Black Friday violence got even more weird if not “shocking” yesterday, if that’s possible.
A taser or stun gun appeared to be used in a Black Friday mall brawl between two females. See cell phone video embedded above.
The incident occurred at the Franklin Mills Mall in Philadelphia at about 2:30 am on Black Friday.
According to NBC News Philadelphia, “The video shows the two women punching each other and someone in the crowd yelling, ‘No, stop.’ After the two hit the ground, fighting, you can hear the crackle of what sounds like a stun gun and see fluorescent-colored sparks.”
The general manager of the mall had this to say about the alleged Black Friday taser attack:
“An isolated incident occurred in the early morning hours between two female shoppers, that was quickly stopped by our security team, and both women were escorted out of the mall.
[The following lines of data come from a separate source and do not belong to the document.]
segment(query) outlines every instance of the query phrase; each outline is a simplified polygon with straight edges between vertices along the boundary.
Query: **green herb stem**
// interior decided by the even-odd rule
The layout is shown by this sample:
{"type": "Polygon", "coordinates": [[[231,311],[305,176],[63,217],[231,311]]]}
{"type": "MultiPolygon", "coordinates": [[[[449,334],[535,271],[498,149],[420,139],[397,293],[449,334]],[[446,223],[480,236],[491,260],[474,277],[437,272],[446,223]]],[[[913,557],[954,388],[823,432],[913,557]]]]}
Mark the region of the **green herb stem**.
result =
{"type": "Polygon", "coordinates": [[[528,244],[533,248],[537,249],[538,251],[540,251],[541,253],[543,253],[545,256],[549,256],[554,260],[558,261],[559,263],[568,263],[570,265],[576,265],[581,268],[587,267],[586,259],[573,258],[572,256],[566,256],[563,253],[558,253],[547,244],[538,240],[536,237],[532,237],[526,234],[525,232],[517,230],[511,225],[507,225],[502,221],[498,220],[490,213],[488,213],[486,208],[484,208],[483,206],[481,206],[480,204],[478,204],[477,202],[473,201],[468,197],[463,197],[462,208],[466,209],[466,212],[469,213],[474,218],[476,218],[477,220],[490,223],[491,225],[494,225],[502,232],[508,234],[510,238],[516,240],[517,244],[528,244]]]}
We are committed to the safety of our shoppers, retailers and employees and will not tolerate this unacceptable behavior.”
The mall later took to Twitter to deny that a taser was even used in the incident and also added that “the fight diminished quickly.”
In a separate incident, a woman who allegedly pulled out a stun gun in a dispute with another woman over a shopping cart in a Walmart parking lot arrested in New Jersey for illegal possession of the device.
Despite all the nationwide frenzy — and sporadic or not-so-sporadic outbreaks of violence at retail stores — the Wall Street Journal suggests that there are less to Black Friday bargains than meets the eye:
“Stores will be pulling out the stops on deep discounts aimed at drawing customers into stores. But retail-industry veterans acknowledge that, in many cases, those bargains will be a carefully engineered illusion. The common assumption is that retailers stock up on goods and then mark down the ones that don’t sell, taking a hit to their profits. But that isn’t typically how it plays out. Instead, big retailers work backward with their suppliers to set starting prices that, after all the markdowns, will yield the profit margins they want… The common assumption is that retailers stock up on goods and then mark down the ones that don’t sell, taking a hit to their profits. But that isn’t typically how it plays out. Instead, big retailers work backward with their suppliers to set starting prices that, after all the markdowns, will yield the profit margins they want.”
One headline writer generically referred to Black Friday fights as “Brawlmart.” Do you think that if these Black Friday fever-induced brawls continue to escalate that lawmakers will eventually enact regulations putting an end to in-store Black Friday sales?